According to Famitsu, Axelay sold 2,482 copies in its first week on the market and 4,625 copies during its lifetime in Japan. The Japanese publication Micom BASIC Magazine ranked the game fourteenth in popularity in its December 1992 issue, and it received a 22.79/30 score in a 1993 readers' poll conducted by Super Famicom Magazine, ranking among Super Famicom titles at the number 50 spot. Its visual effects combined with what was then seen as an advanced selection of weapons available, as well as the music score, made Axelay into a popular shooter for the SNES. The game received generally favorable reception from critics, holding a rating of 81.14% based on seven reviews according to review aggregator GameRankings. GamePros Dr. Dave praised the game's inventive weapons, range of challenge for players of differing abilities, and the fact that the player starts the game already with three fully charged weapons. Nintendo Power praised the game's graphics but noted that its head-on perspective takes time getting used to.

Aggregate score
| Aggregator | Score |
|---|---|
| GameRankings | 81.14% |

Review scores
| Publication | Score |
|---|---|
| AllGame | 4.5/5 |
| Electronic Gaming Monthly | 9/10, 9/10, 9/10, 8/10 |
| Famitsu | 7/10, 4/10, 6/10, 6/10 |
| GamesMaster | 80% |
| Nintendo Power | 3.775/5 |
| Official Nintendo Magazine | 92% |
| Super Play | 85% |
| Total! | (UK) 81%, (DE) 2- |
| Bad Influence! | 93% |
| Control | 77%, 84% |
| Electronic Games | 81% |
| N-Force | 93% |
| Nintendo Game Zone | 91/100 |
| SNES Force | 90% |
| Super Action | 91% |
| The Super Famicom | 75/100 |
| Super Gamer | 91% |
| Super Pro | 91/100 |

=== Accolades ===
Axelay is considered by some publications as a classic of its genre. Super Play listed it number 36 on its list of the top 100 SNES games of all time in 1996. The following year, it was listed as number 91 on Electronic Gaming Monthly's 100 best games of all time in their 100th issue, which cited its Mode 7 effects, the boss visuals, and the strategy involved in choosing the weapons loadout before each level. The website ScrewAttack called it the #6 best 2D shooter. Nintendo Power magazine later called it the #18 best game on the SNES. Axelay was included as one of the titles in the 2010 book 1001 Video Games You Must Play Before You Die. In 1995, Total! ranked Axelay 88th on their "Top 100 SNES Games." IGN rated Axelay 55th in its Top 100 SNES Games. They praised the game calling it "A visual stunner on the SNES" and felt that the unique application of the Mode 7 made Axelay feel like two games in one.

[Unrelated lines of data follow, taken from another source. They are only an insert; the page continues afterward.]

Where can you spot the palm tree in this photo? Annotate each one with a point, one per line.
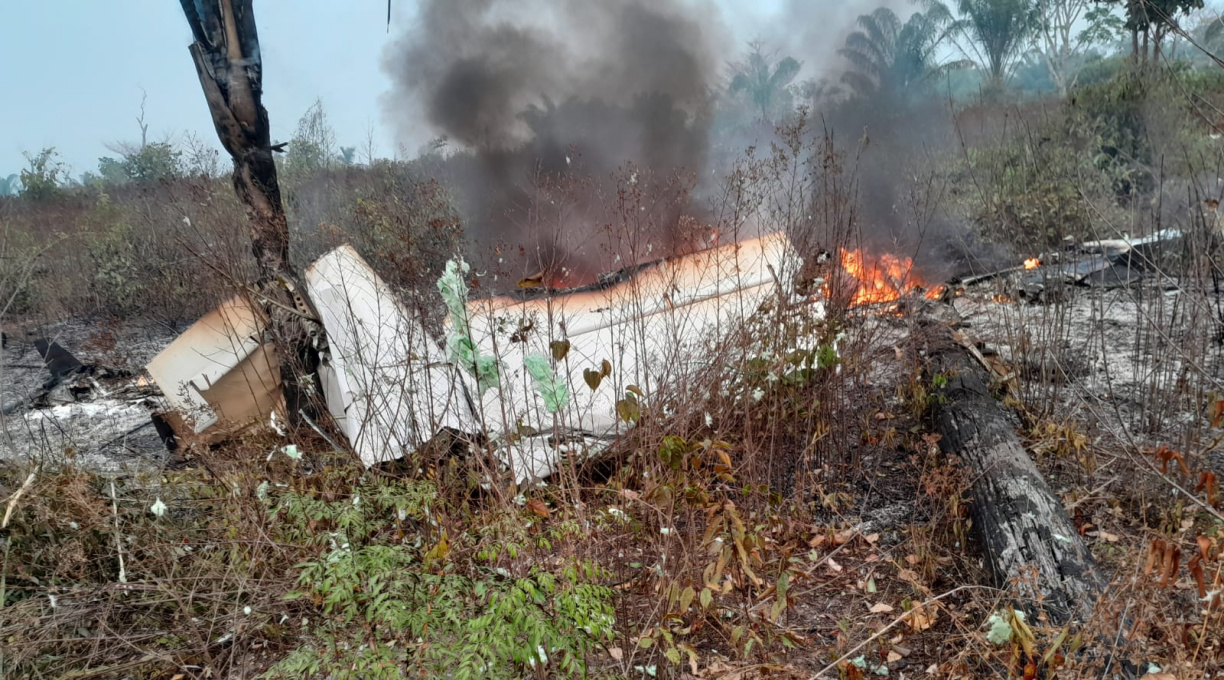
(892, 59)
(765, 83)
(995, 32)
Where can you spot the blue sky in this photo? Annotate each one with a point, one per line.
(75, 70)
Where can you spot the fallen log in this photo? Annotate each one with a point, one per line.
(1027, 536)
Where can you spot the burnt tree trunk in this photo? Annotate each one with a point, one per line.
(227, 56)
(1026, 533)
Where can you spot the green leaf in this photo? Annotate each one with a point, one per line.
(559, 349)
(593, 378)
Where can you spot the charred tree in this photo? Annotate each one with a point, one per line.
(1026, 533)
(228, 61)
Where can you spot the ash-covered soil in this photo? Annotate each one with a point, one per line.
(100, 417)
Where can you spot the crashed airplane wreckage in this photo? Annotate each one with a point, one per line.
(535, 377)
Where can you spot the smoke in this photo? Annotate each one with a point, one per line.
(530, 89)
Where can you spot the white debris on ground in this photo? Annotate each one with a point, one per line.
(102, 423)
(97, 434)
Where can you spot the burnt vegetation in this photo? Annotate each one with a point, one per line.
(1007, 215)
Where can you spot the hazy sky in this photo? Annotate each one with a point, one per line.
(75, 71)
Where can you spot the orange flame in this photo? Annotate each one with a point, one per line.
(884, 278)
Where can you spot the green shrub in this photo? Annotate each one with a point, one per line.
(389, 607)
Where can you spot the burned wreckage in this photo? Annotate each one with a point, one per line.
(537, 377)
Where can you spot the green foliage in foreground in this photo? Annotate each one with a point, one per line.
(389, 607)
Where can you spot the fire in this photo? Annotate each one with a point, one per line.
(883, 279)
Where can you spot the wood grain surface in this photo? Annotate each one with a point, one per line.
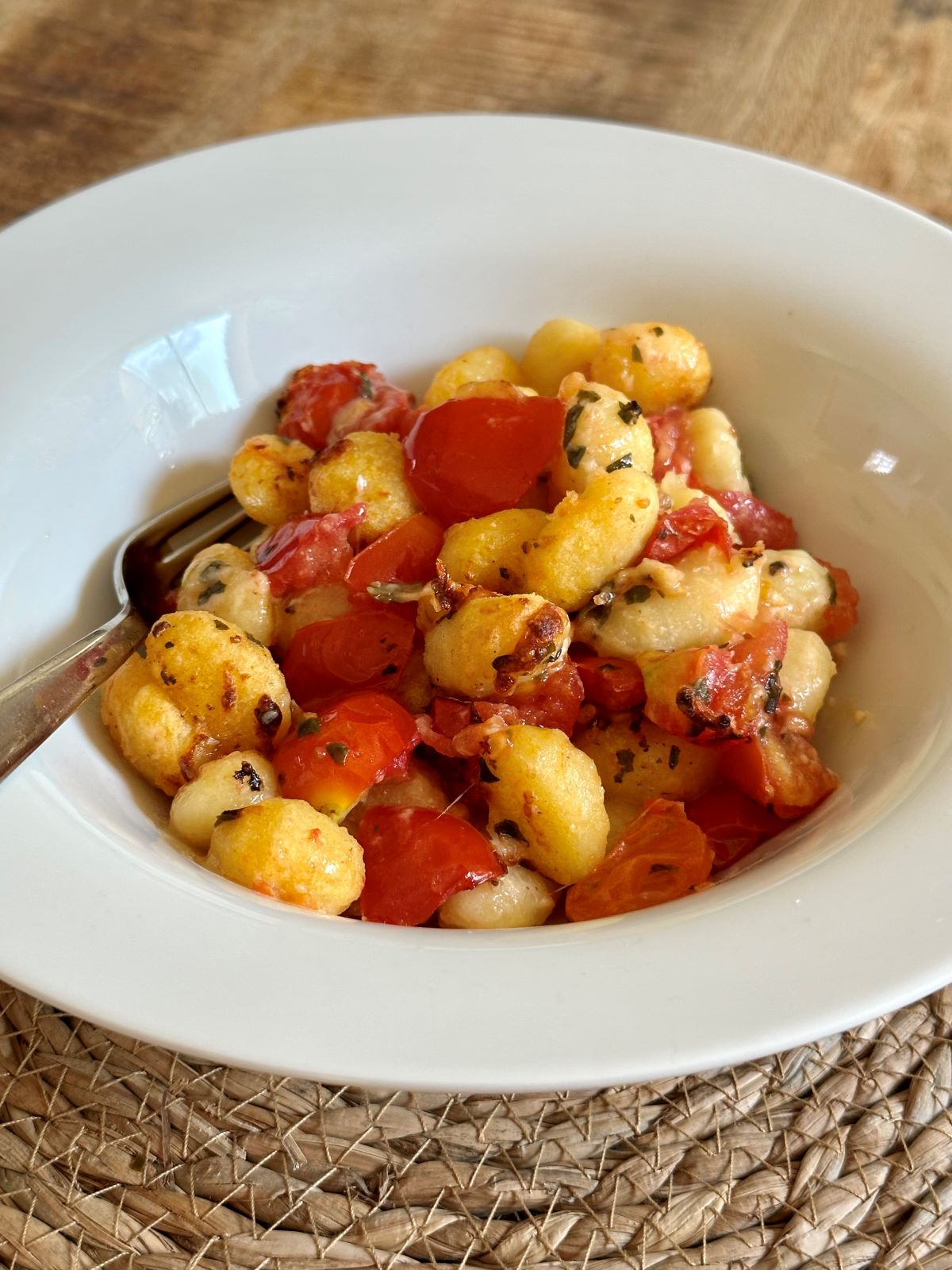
(90, 88)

=== Retrospective reviews ===

Retrospective reviewers praised the game as well. Both IGN and GameSpot gave the Virtual Console re-release of Axelay a 7.5 out of 10. Nintendo Life gave the game a score of 80 out of 100.

Review scores
| Publication | Score |
|---|---|
| GameSpot | (Wii) 7.5 / 10 |
| IGN | (Wii) 7.5 / 10 |
| Nintendo Life | (Wii) |
| USgamer | (Wii U) 4 / 5 |

== Legacy ==
After finishing Axelay two times consecutively on the highest difficulty level, a message promising Axelay 2 appeared but the planned sequel never materialized due to low sales of the first game. The Axelay D117B fighter makes an appearance in Konami's Airforce Delta Strike as an unlockable aircraft.